|
The financial industry has learnt nothing
Since the crash of Lehman Brothers bank in 2008, the financial industry has learned that it is sitting on the
jackpot, and is the sole winner from the crisis. All national budgets were dependent on the banks, central
banks would have to make concessions to keep banks solvent, politicians would have to make concessions to stay
in power.
So banks continue to gamble as they have always done, they promise investors everything under the sun and
collect fat bonuses for conduction bad business. They also make money out of being rescued, since the bank
bail-outs were carried out by means of
state support,
a fact which however is quickly concealed.
Now the EU Parliament has voted in favour of the creation of a majority mechanism designed to better protect the
Euro community against financial crises and wind up bankrupt banks, without asking the taxpayer to foot the bill.
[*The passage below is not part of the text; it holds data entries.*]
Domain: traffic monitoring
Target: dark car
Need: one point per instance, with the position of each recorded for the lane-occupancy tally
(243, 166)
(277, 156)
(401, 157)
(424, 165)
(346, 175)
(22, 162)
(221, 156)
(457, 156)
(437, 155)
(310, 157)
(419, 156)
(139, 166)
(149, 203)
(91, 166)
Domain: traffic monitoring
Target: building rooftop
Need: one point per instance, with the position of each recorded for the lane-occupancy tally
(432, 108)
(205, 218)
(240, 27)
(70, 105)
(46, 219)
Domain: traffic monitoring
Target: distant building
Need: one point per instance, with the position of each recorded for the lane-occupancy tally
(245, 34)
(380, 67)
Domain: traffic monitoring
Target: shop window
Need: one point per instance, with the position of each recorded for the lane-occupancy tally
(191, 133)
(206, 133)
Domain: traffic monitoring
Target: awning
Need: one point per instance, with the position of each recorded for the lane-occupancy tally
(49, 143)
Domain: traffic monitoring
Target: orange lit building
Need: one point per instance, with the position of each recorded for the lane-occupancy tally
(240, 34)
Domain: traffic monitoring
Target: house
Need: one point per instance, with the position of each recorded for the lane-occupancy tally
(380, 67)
This is impossible, but the intentions sound good; the fact that they are in themselves expensive has been
confirmed by the DZ Bank by means of a
study.
Banks have had to pay up to € 10 billion annually for the resurrection of ailing banks. In this case, they
are again building in principle on unsound foundations.
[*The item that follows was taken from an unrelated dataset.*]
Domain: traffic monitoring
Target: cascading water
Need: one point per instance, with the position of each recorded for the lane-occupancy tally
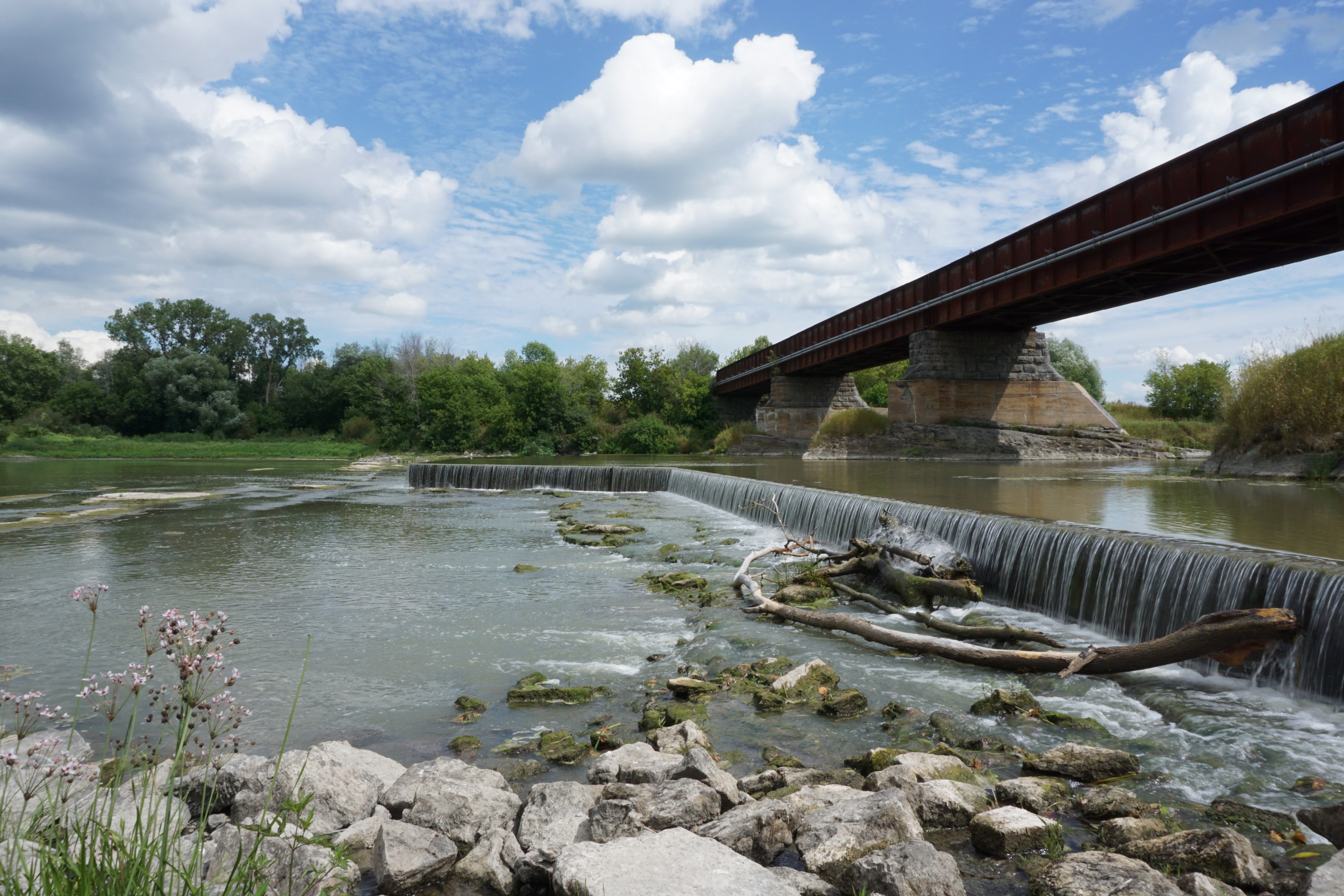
(1127, 585)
The details of the winding-up programme were decided by the EU Parliament, the EU member states and the EU
Commission in mid-March 2014. The huge money relocation programme is to be carried out under the supervision
of the ECB; the sum of € 55 billion (a rescue package for the rescue package of banks) is to be set up as a
fund within eight years. Where this money is to come from remains a matter of conjecture. The only ray of
light is a policy of investment security of the banks, which in future must hold 0.8% of protected investments
in national backup funds. Savings of up to € 100,000 per customer are protected; but this too must remain
nothing more than a promise,
because just as nonsensically and impossible as anything that had to do with the so-called Euro rescue, which
is based on
borrowing and a glut in the money supply,
the bank union will also contribute to the collapse of the entire edifice. This can only be good for us,
because this will at least put an end to a farce that is unrivalled in history.